Abstract. The motion-guided attention is based on track queries, which are regarded as both motion prior and temporal offset predictors without specifying any extra embedding to predict motion. The motion prior explicitly indicates queries where to attend the possible keys. Thus, track queries only need to interact with a constant number of keys around the queries to save computation. This motion-guided attention is fully integrated with the transformer, which enables an end-to-end architecture. The simulation results on MOT17 have shown the state-ofthe-art performance
Method | Dataset | Train Data | IDF1 | MT | ML | MOTA | IDF1 | IDS | URL |
---|---|---|---|---|---|---|---|---|---|
MOMOT | MOT17 | MOT17+CrowdHuman | 65.7 | 40.3 | 19.9 | 72.8 | 65.7 | 2586 | model |
Note:
- MOMOT on MOT17is trained on 4 NVIDIA A100 GPUs.
- The training time for MOT17 is about 1 days on A100;
- The inference speed is about 7.2 FPS for resolution 1536x800;
- All models of MOMOT are trained with ResNet50 with pre-trained weights on COCO dataset.

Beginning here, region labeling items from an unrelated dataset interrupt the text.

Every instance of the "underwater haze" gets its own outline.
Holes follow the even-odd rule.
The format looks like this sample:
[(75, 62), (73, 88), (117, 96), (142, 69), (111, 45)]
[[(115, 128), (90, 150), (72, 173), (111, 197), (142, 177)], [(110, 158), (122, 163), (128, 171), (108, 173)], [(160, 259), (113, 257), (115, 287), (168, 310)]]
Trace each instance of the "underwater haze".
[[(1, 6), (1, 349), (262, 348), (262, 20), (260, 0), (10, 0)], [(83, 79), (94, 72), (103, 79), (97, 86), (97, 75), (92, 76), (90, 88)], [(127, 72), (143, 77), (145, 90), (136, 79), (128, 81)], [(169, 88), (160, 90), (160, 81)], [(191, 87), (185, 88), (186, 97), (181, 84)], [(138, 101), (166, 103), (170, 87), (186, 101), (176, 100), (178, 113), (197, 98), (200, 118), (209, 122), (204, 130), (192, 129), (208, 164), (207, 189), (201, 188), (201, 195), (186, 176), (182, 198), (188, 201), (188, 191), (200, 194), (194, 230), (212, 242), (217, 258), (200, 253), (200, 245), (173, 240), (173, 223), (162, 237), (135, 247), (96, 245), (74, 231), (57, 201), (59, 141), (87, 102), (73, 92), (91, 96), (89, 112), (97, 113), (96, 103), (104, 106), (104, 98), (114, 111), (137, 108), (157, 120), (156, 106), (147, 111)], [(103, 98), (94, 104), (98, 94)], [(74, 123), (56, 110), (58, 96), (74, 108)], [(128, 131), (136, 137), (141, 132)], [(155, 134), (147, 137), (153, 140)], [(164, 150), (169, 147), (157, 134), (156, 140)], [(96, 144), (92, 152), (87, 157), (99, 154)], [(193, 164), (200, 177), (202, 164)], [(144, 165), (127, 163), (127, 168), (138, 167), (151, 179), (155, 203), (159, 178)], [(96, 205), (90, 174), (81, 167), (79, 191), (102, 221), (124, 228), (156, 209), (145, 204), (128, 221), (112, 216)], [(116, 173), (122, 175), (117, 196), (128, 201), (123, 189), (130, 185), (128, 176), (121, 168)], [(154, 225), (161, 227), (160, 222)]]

The codebase is built on top of Deformable DETR.
-
Linux, CUDA>=11.1, GCC>=5.4
-
PyTorch>=1.10.1, torchvision>=0.11.2 (following instructions here)
-
Other requirements
pip install -r requirements.txt
-
Build MultiScaleDeformableAttention
cd ./models/ops sh ./make.sh
- Please download MOT17 dataset and CrowdHuman dataset and organize them like FairMOT as following:
.
├── crowdhuman
│ ├── images
│ └── labels_with_ids
├── MOT15
│ ├── images
│ ├── labels_with_ids
│ ├── test
│ └── train
├── MOT17
│ ├── images
│ ├── labels_with_ids
├── DanceTrack
│ ├── train
│ ├── test
├── bdd100k
│ ├── images
│ ├── track
│ ├── train
│ ├── val
│ ├── labels
│ ├── track
│ ├── train
│ ├── val
You can download COCO pretrained weights from Deformable DETR. Then training MOMOT as following:
sh config/momot_train.sh
sh config/momot_eval.sh
sh config/momot_submit.sh